Rural areas, said Durbhakula, have a higher pain prevalence but less access to pain specialists. This means that most pain care is delivered by primary care physicians and other health care professionals who lack formal pain training. In Tennessee, where she practices, many pain clinics were shuttered because of questionable opioid dispensing practices, which means that those patients were most likely not receiving appropriate care in the first place and now have even less access to proper care.
One of Durbhakula’s patients, a woman in her 80s, was in a complete 10-year remission from cancer but was still on high-dose opioid therapy because she had shoulder pain. She came to Durbhakula because nobody else would renew her opioid prescription, but neither had anyone tried to wean her from opioids even though she wanted to do so. Durbhakula assisted her through the process and designed other forms of treatment that gave her excellent pain relief.
One issue is that there are system gaps in pain education, starting with a lack of prioritization, said Durbhakula. The average U.S. medical student receives 11 hours of pain education, and only 4 percent of U.S. medical
schools are offering a dedicated pain course (Mezei and Murinson, 2011). There are no shared standards for pain education, and there has been a 45 percent decline in pain fellowship applications since 2019, with only 67.6 percent of pain fellowship programs filled in 2024 (Pritzlaff et al., 2025). In contrast, when she was training over a decade ago, pain medicine was the most competitive specialty in anesthesiology residency. There have been efforts to improve medical education. For instance, at Johns Hopkins School of Medicine, Durbhakula directed a mandatory 20-hour pain course for all first-year students, which shifted the students’ attitudes toward pain patients and reduced the stigma of treating pain (Durbhakula et al., 2024). However, Durbhakula noted, these efforts to increase education of pain management are not standardized, comprehensive, or widespread, nor are there education curricula related to pain management and disability determinations for medical school students to further understand the connections between chronic pain and the disability system.

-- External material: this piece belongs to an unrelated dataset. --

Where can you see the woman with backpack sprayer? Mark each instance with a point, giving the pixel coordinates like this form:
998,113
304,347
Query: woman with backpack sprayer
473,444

Durbhakula said the lack of access to pain specialists, lack of pain education for primary care clinicians, stigma associated with treating pain patients, and insufficient insurance coverage for alternative treatment approaches have led to inadequate pain care and increased suffering. These have also led to avoidable disability, creating public health and economic issues. Addressing this public health problem will require a systems-level approach going forward, said Durbhakula. It is imperative to expand primary care physician training on pain management, standardize medical school pain education—including education on disability determinations in U.S. medical schools—incentivize pain employment in rural areas, ensure evidence-based insurance coverage and denials, and increase access to telehealth and virtual care, noted Durbhakula. Finally, there is a need for remote management platforms and digital self-management tools with assistance from artificial intelligence (Piette et al., 2022).